In his April 17 statement, Assembly Member Gottfried said:
“Too many New Yorkers are finding it harder and harder to make ends meet, particularly when it comes to the increasingly high cost of housing. With landlords realizing huge cost savings in the past year, as Thursday’s Rent Guidelines Board report confirms, it’s time for the Board to pass those savings on to tenants.
“The Rent Guidelines Board must end its business-as-usual practice of granting automatic rent hikes to real estate interests every year. The RGB’s own study shows that freezing or lowering rents for a million rent-stabilized households is an appropriate and responsible step that will help keep city living affordable for millions of New Yorkers without subjecting property owners to any financial burden.
“Last year, the RGB ignored calls for a rent freeze, and it turns out the increases they allowed gave landlords a windfall higher than their costs, which the RGB now shows have stayed virtually flat. It’s overdue to give families some relief.”
The New York City Rent Guidelines Board is a nine-member panel that establishes rent adjustments every year for the approximately one million apartments in the city that are subject to the Rent Stabilization Law. The RGB’s members are appointed by the New York City Mayor. The RGB holds an annual series of public meetings and hearings before determining adjustments for one-year and two-year leases on rent-stabilized dwelling units.
In 2014, the RGB gave landlords a 1% increase for one-year leases and a 2.75% hike for two year leases.

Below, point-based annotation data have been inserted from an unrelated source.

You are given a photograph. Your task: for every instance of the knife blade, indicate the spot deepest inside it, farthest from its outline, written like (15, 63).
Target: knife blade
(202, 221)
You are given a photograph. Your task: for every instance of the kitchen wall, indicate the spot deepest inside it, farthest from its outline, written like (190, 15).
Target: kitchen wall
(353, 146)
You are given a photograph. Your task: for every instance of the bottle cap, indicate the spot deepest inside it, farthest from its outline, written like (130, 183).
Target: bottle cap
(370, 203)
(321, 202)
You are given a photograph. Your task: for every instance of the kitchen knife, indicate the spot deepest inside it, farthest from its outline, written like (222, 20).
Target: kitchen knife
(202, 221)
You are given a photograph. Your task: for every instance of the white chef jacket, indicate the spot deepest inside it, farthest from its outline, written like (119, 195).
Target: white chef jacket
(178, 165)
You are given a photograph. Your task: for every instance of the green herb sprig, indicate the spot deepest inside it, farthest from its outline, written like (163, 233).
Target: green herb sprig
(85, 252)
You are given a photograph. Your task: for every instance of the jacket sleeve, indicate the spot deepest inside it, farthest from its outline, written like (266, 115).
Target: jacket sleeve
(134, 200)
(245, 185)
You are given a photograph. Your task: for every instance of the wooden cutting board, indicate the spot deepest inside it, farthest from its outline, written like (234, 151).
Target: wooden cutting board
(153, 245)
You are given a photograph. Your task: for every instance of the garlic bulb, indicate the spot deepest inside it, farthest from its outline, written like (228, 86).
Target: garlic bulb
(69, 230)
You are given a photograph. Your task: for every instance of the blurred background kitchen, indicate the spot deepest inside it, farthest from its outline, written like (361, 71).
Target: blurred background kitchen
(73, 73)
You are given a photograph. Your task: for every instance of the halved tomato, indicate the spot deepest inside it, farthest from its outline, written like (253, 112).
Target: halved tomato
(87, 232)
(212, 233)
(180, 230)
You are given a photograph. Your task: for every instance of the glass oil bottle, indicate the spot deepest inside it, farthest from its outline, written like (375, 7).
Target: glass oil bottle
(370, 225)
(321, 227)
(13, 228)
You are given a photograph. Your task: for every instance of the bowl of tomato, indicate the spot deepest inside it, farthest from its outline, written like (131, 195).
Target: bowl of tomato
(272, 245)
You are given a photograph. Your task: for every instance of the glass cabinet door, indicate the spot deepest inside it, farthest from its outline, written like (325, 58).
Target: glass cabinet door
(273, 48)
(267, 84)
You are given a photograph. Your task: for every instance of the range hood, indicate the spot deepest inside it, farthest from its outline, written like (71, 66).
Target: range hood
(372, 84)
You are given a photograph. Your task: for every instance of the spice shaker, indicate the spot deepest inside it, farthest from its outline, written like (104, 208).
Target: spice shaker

Each year, RGB staff conducts research on economic conditions in the city’s housing market, including the costs of operating and maintaining apartments, obtaining financing, supply of housing stock, and cost-of-living indices. As part of this effort, the RGB issued Thursday’s report, 2015 Price Index of Operating Costs, which showed annual operating costs’ for owners of rent-stabilized units increased by approximately 0.5% – the lowest such increase since 2002 – with costs for landlords in many areas actually declining.